Cathy drove me home and then had to go to work. She made me promise to eat the soup she heated up and call if I needed anything. I sat on the couch, just reading through the doctor’s instructions about drinking enough water and getting enough rest and taking my vitamins. When I flipped to the last page, a printout fell into my lap, a small, glossy piece of paper that showed an image from my ultrasound. A gleaming black at the edges, streaks of gray and white in a wedge shape, and nestled in the lower right corner, a fuzzy little white blob that looked kind of like a Styrofoam packing peanut. I traced the little blob with my fingertip and smiled. You are the cutest little blob I’ve ever seen. I’m gonna make things right for you.
Seeing the tiny shape of my baby on that printout galvanized me into action. I had enough of this crap, of being sweet and patient and forgiving. He should have told me he was leaving me at the hospital and why, and not just abandoned me. And I was going to tell him so. Because I might not mean anything to him, but this baby meant everything to me, and I was going to stand up for him or her.

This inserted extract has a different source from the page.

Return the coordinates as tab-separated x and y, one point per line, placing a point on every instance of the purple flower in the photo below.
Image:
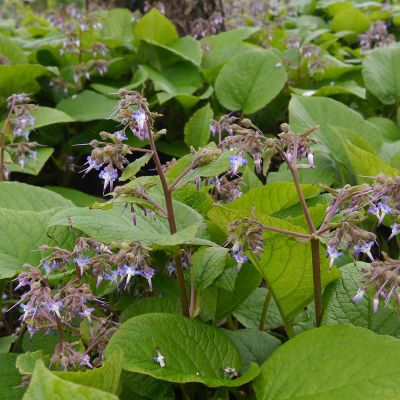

I got in my car and drove to his house without overthinking it or even noticing it was past eight o’clock. I stalked up to his door and knocked. When no one answered, I just banged on that door with all the fury I felt inside at being scared and left and ignored.
Hamilton opened the door, looked at me with a shocked expression. He opened his mouth to speak, but I shook my head. “You can forget about anything ever happening between us. I can’t believe you left me at the hospital without saying a single word! I would never be with a man who would leave me when I needed him the most. You might as well have just left me on the concrete outside the café if that’s how much you cared!” I said.
Then I turned on my heel to leave, face hot and heart pounding. He grabbed my arm.
“Roxanne, wait,” he said.
CHAPTER 29
HAMILTON
What a mess I’d made. Even through her fury I could see the hurt, the vulnerability in her eyes. I was so ashamed that I’d walked out on her at the hospital.
“Please, come in and talk for a minute. You have every right to be mad. I’d like a chance to apologize. Will you come sit down, let me make my closing argument like we were in court?” I asked, my voice gentle.
She nodded and followed me into the kitchen.
“Colin’s asleep,” I said, as she sat down. I got her a glass of ice water and sat across from her.
“I’ve had time to think about what happened, about how I ran out on you at the hospital. I was wrong and selfish and a coward, Roxanne. It triggered a lot of terrible memories of my wife’s illness and death. I panicked. I was so overwhelmed with the fear of losing someone I love again—”
“You what? You love me?” she said, looking completely flabbergasted. I couldn’t help smiling at her.
“How could I not? You’re beautiful and intelligent and hardworking and kind and—of course, I love you, Roxanne. I’ve been in love with you for longer than I’d care to admit.”